そんな凪を不愉快そうに見上げるおじさんは、何がと言いたげだ。


「祠稀を少年院に? ……それで、その後は? 枢稀さんの話聞いてなかったの?」

「何が言いたいんだ君は」


心底面倒そうなおじさんを、凪は鼻で笑ってみせる。最後に笑うのは、あなたじゃないと言うように。


「知ってますよ? 奥さんにも暴力振るってること。それから未だに裏カジノに出入りしてることとか、天野さんの闇金手伝ってることとか?」

「……裏カジノ? ……闇金って、ちょっと父さんっ! 天野さんってまさか……」


事実を知らなかったのであろう枢稀さんが愕然とする。おじさんの顔は真っ青になって、あたしはまさか調べたのだろうかと思った。

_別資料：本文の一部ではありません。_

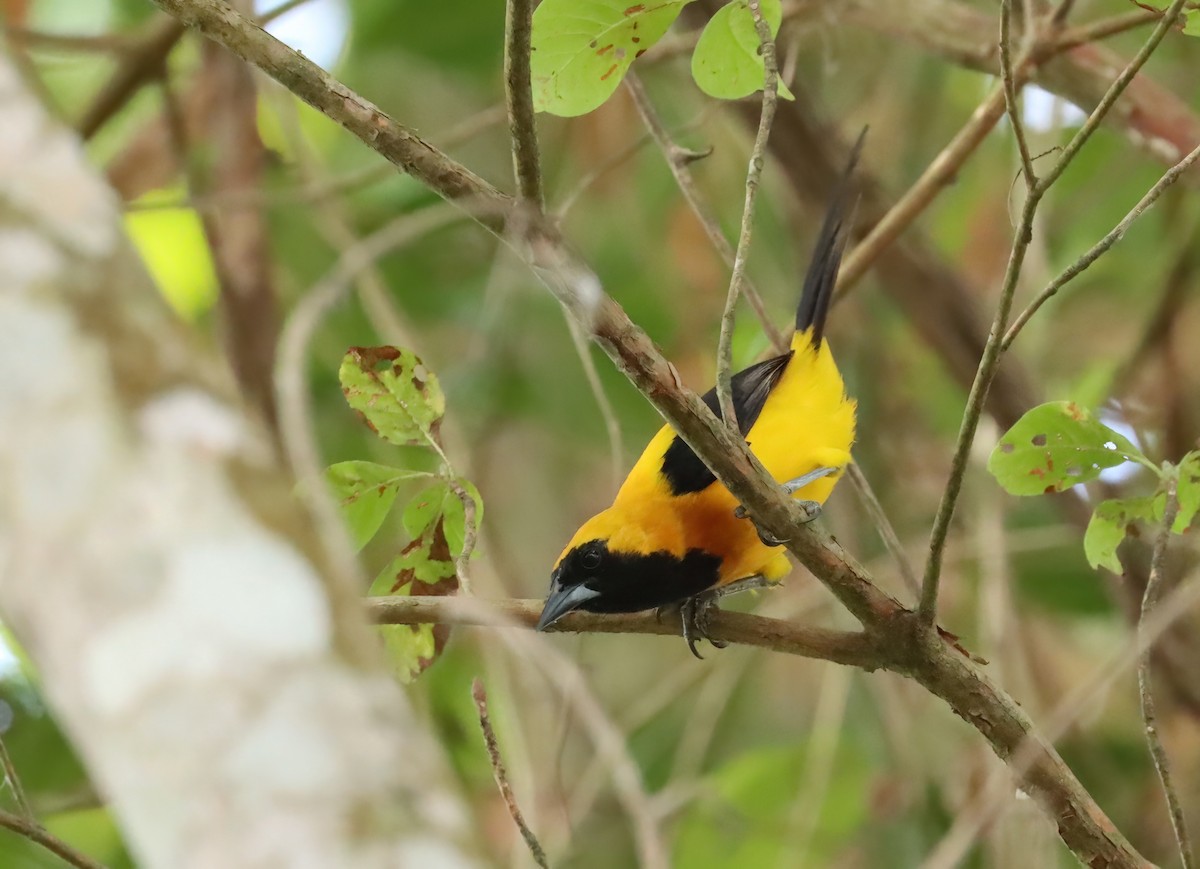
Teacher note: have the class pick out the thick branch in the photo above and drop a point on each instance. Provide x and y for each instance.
(841, 647)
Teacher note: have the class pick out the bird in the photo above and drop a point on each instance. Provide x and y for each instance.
(675, 537)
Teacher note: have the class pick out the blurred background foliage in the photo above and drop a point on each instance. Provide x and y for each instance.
(750, 759)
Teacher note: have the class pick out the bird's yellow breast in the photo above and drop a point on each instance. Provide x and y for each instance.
(807, 423)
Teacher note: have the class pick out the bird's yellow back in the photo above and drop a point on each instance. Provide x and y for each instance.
(671, 532)
(807, 423)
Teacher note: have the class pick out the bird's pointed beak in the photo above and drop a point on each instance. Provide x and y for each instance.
(563, 600)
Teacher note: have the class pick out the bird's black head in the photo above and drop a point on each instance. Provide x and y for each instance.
(593, 577)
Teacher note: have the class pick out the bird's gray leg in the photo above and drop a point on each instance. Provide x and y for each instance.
(811, 508)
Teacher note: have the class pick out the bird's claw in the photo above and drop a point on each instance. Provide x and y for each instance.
(811, 508)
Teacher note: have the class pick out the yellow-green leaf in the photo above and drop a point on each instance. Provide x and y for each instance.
(727, 61)
(1107, 528)
(1188, 492)
(396, 394)
(582, 48)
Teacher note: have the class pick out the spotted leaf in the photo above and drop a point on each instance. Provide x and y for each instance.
(1055, 447)
(582, 48)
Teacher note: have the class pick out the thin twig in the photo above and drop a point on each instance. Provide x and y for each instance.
(519, 97)
(883, 526)
(957, 843)
(13, 780)
(678, 159)
(1149, 714)
(843, 647)
(757, 159)
(918, 652)
(945, 167)
(993, 349)
(1102, 246)
(40, 835)
(1009, 81)
(1114, 91)
(502, 778)
(607, 412)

この短時間で可能なのかと考えながら、凪の綺麗な微笑みが崩れる。


「言ってる意味分かる? 枢稀さんが言った通りにしてって言ってんの。そうでなきゃ、あたしがおじさんを警察に突き出してやるから」

「……っ貴様にはなんの関係もないだろう!」

「関係あるし、その前に自分のしてきたことを反省したら?」

「うるさい! 私が反省することなど何もない!」


……激情に、駆られやすい人なのだろうか。先ほどまでとは別人のように、おじさんは冷静さを失っていた。


凪と対峙するおじさんが、自分の思い通りにならず駄々をこねてる子供に見えてくる。